The Minister of Human Resources and Emiratisation, Abdulmannan Al Awar, on Friday reaffirmed the announcement by the Vice President and Prime Minister of the UAE and Ruler of Dubai, Sheikh Mohammed bin Rashid Al Maktoum, to raise the percentage of Emiratisation to support the strategic economic security of the UAE, the WAM news agency reported.
The plan is an effort to attract and retain employees by reducing business risks. It is a good scheme for those who lose their job because they will get money for a period of time unless they get their next job.
The report further noted that, as of 2023, employees will have to contribute to an unemployment insurance plan through insurance companies. Unemployment insurance fees may range between 40 dirhams and 100 dirhams per year, and the plan would include paying 60% of the worker’s basic salary for a certain period.
Those who are working in the UAE in public or private sectors are expected to get benefits from this programme. People belonging to any other nation can also avail the insurance facility. The UAE has been planning to introduce a new labour law to allow foreigners to work in the country easily.
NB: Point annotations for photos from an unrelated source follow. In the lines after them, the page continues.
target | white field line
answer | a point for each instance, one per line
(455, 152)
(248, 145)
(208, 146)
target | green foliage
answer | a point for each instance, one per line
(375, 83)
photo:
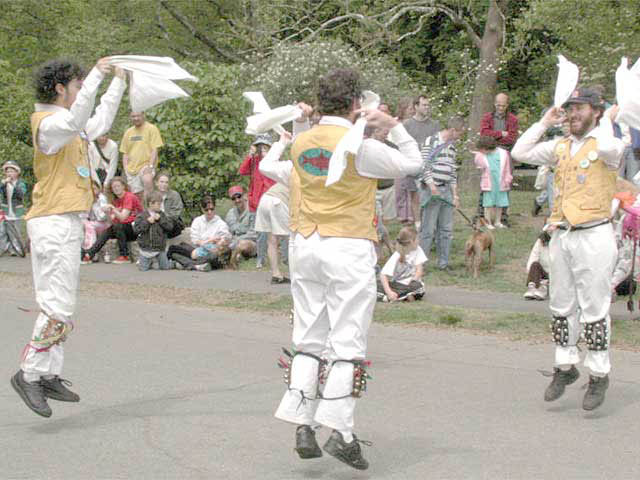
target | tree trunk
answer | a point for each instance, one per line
(486, 79)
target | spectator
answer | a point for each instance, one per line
(439, 181)
(123, 209)
(172, 204)
(210, 238)
(97, 220)
(13, 191)
(538, 269)
(140, 145)
(241, 224)
(103, 158)
(420, 126)
(495, 163)
(258, 184)
(273, 219)
(401, 276)
(152, 227)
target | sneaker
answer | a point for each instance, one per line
(55, 389)
(306, 444)
(594, 395)
(531, 291)
(560, 380)
(535, 211)
(203, 267)
(348, 453)
(32, 394)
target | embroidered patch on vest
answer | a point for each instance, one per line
(315, 161)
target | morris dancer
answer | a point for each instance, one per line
(333, 257)
(61, 129)
(582, 249)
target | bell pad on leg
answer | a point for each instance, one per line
(596, 335)
(560, 331)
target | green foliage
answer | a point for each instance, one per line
(204, 135)
(290, 75)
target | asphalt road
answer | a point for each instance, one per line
(172, 393)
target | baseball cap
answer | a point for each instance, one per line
(585, 95)
(235, 190)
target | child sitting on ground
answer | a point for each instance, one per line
(401, 277)
(97, 220)
(153, 227)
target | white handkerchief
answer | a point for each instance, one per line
(147, 91)
(263, 122)
(260, 105)
(568, 74)
(350, 143)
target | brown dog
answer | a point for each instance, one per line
(479, 241)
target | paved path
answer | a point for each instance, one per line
(172, 392)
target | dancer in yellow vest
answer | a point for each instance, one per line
(332, 258)
(61, 127)
(583, 248)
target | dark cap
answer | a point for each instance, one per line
(585, 95)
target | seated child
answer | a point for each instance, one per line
(97, 220)
(401, 277)
(152, 227)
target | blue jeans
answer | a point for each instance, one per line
(437, 221)
(145, 263)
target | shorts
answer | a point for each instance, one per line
(135, 181)
(272, 216)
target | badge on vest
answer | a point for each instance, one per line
(83, 171)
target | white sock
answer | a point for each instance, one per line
(347, 435)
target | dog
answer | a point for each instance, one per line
(480, 240)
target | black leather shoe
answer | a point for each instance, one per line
(306, 444)
(32, 394)
(594, 396)
(560, 380)
(348, 453)
(54, 388)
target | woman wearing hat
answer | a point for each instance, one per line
(13, 190)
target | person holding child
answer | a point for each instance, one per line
(153, 227)
(495, 182)
(401, 277)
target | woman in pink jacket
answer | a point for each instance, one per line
(495, 183)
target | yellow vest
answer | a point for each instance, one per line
(584, 186)
(60, 188)
(346, 208)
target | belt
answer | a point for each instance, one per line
(579, 227)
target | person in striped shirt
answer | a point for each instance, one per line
(438, 182)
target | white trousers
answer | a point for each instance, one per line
(55, 259)
(581, 267)
(334, 294)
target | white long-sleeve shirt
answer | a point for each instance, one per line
(528, 150)
(57, 130)
(373, 160)
(203, 229)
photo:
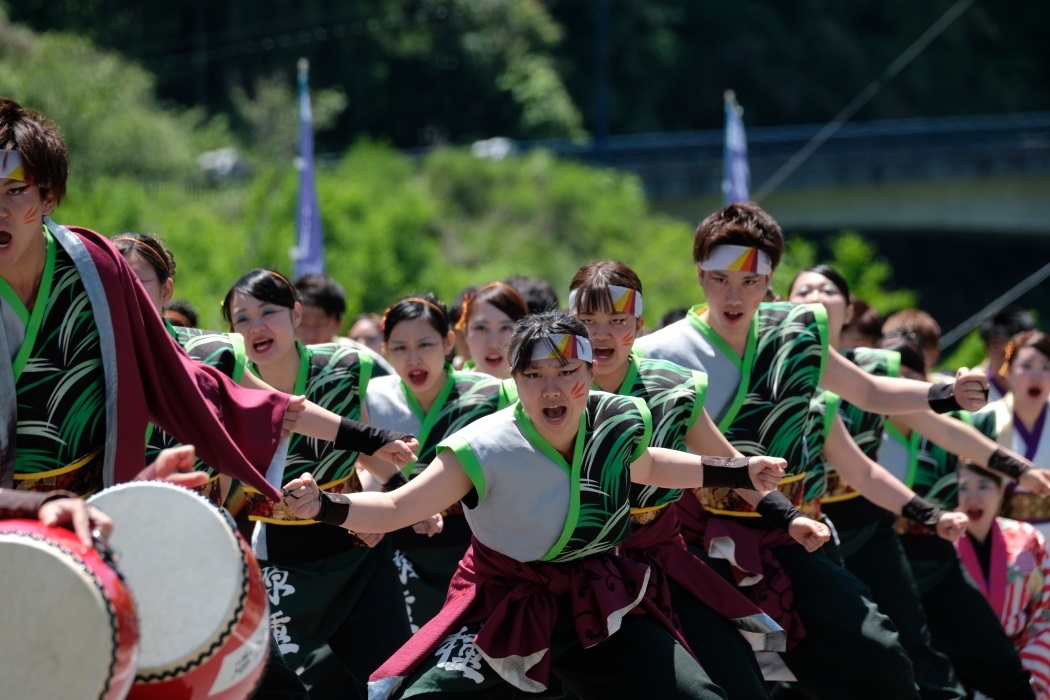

Meanwhile, Al Awar has said that the new law and announcement are a landmark step in boosting the business environment in the UAE and enabling national talents and competencies, strengthening partnerships with the private sector, and increasing the attractiveness of the UAE labour market and its ability to attract local and international talent by way of incentives and safety nets that support healthy and sustainable economic growth.
The new announcement has been “focusing on the new law on unemployment insurance, and the decision to raise current Emiratisation levels by 2% annually for skilled jobs in private sector establishments with 50 or more employees, and to achieve an increase in the overall rate of Emiratisation of 10% by 2026.”